Auckland Airport halves cabin waste sent to landfill
Facilities management company OCS, Auckland Airport and the Ministry of Primary Industries (MPI), in collaboration with Air New Zealand, have developed an innovative way of re-using processed aircraft cabin waste, with an average of 695 kg of waste recycled every day.
Auckland Airport Sustainability Manager Martin Fryer said the airport previously saw 40 tonnes of cabin waste compacted, steam sterilised and buried in landfill each month to meet MPI’s biosecurity risk requirements. Frustrated with the waste management process and lack of innovation, Fryer went to OCS — which also specialises in sustainable waste solutions — to help come up with an innovative idea.
“The innovative solution was to build a waste management facility,” said OCS Wasteline Solutions Manager Tony Phillips. “Auckland Airport repurposed a rundown building and OCS staffed the facility with seven shift workers who were trained to sort the waste to MPI specifications.”
Since the facility’s opening in June 2015, said Fryer, the waste facility has exceeded expectations in terms of the amount of waste re-used and recycled. “Our goal is to reach 80% diversion of the airport’s waste from landfill by 2030,” he said.
MPI Senior Quarantine Officer Doug Farr said he was happy to work with OCS and Auckland Airport to identify non-risk items that could be streamed off individually for re-use and recycling. He said, “The new process of sorting waste has actually made the real biosecurity risks easier to manage, as genuine risk items are easier to steam sterilise once separated from a pile of other waste.”
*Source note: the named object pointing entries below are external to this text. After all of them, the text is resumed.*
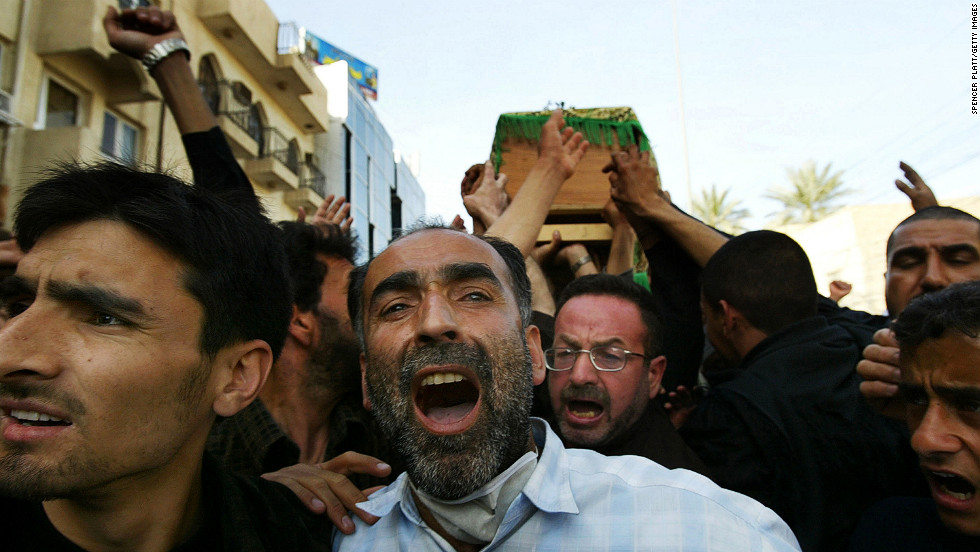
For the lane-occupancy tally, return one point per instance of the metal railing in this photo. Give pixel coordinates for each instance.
(313, 178)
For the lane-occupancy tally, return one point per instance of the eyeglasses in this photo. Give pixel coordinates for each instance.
(605, 358)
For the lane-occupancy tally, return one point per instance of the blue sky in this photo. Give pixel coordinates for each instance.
(767, 85)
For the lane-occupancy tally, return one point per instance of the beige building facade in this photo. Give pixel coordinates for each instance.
(850, 245)
(66, 95)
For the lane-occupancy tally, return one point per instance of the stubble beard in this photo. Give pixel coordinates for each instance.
(452, 466)
(333, 367)
(26, 475)
(617, 429)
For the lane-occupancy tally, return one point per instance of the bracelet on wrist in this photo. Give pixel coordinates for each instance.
(161, 50)
(580, 263)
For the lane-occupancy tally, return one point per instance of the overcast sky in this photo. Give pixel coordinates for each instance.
(767, 85)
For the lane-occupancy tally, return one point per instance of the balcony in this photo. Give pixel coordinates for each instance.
(72, 33)
(236, 119)
(249, 30)
(312, 188)
(277, 165)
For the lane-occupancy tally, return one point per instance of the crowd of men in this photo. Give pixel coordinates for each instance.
(179, 373)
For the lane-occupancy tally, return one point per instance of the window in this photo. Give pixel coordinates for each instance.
(119, 139)
(255, 127)
(61, 105)
(208, 81)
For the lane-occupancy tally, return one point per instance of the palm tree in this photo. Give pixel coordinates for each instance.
(719, 211)
(811, 196)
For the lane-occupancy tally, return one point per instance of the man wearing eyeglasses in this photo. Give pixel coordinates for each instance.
(606, 365)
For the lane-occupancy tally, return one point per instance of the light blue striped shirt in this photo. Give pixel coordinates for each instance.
(581, 500)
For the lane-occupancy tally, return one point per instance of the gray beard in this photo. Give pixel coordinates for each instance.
(452, 466)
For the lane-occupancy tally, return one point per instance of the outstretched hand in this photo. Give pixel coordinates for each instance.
(331, 211)
(10, 253)
(557, 253)
(134, 32)
(681, 402)
(560, 147)
(633, 182)
(882, 373)
(918, 191)
(839, 289)
(485, 198)
(325, 488)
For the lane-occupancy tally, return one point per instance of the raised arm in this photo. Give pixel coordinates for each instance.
(621, 245)
(559, 152)
(918, 191)
(135, 33)
(484, 196)
(634, 188)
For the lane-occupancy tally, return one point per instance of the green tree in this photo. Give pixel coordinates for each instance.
(811, 196)
(719, 211)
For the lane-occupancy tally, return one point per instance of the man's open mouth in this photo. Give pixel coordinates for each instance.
(583, 411)
(952, 485)
(446, 401)
(31, 418)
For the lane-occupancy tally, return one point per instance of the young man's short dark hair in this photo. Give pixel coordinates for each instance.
(306, 273)
(236, 264)
(617, 286)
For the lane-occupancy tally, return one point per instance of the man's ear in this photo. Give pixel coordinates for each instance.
(533, 336)
(365, 398)
(303, 326)
(241, 371)
(656, 368)
(729, 317)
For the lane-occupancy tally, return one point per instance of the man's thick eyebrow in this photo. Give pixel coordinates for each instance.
(399, 281)
(410, 279)
(911, 389)
(955, 248)
(469, 271)
(17, 285)
(97, 298)
(600, 343)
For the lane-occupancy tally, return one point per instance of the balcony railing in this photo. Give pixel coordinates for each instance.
(275, 144)
(313, 178)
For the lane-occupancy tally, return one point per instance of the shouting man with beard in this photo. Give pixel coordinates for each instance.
(448, 364)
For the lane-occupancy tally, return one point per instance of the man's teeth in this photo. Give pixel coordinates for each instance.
(956, 495)
(28, 416)
(439, 378)
(954, 485)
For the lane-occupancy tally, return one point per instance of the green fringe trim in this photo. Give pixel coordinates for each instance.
(622, 124)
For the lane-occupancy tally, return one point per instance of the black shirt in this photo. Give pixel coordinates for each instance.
(906, 524)
(240, 515)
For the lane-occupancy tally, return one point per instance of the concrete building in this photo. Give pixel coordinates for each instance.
(362, 165)
(66, 95)
(850, 244)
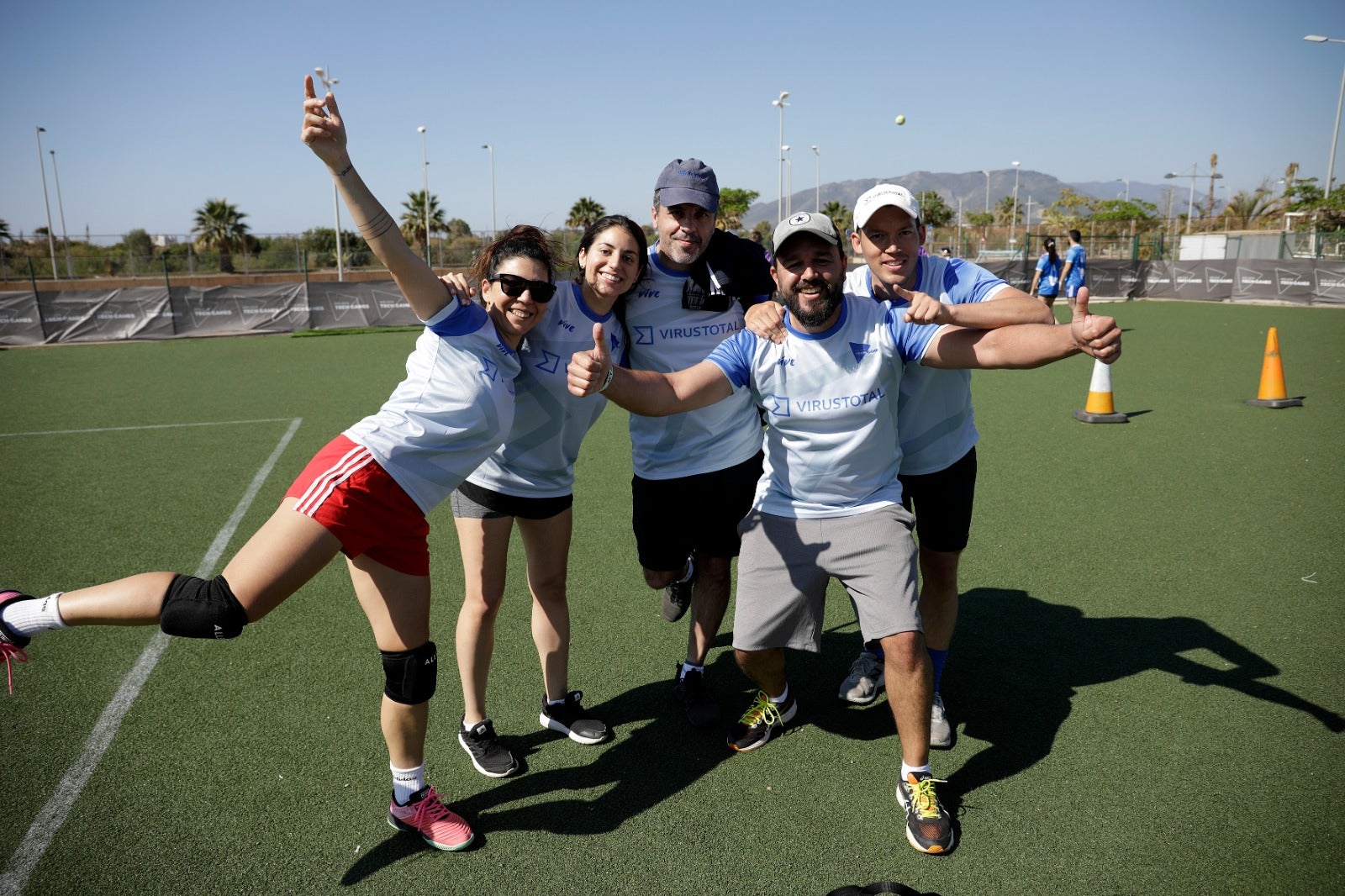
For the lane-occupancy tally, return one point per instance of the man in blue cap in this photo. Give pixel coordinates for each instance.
(694, 472)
Air New Zealand also welcomes the new facility, with head of sustainability James Gibson saying “... this facility has allowed us to substantially improve our approach to international in-flight waste management, which is subject to far greater restrictions due to biosecurity controls.”
OCS is meanwhile continuing to push innovation boundaries at the airport, coming up with a concept to divert back-of-house food waste from airside landfill as well.
“We have implemented procedures for capturing and separating all food waste to MPI biosecurity standards, preventing this food waste from going to the transitional waste facility,” said Phillips.
“At this stage, around 35% is being diverted from landfill and we expect this to increase to 50% once we commence the sorting process.”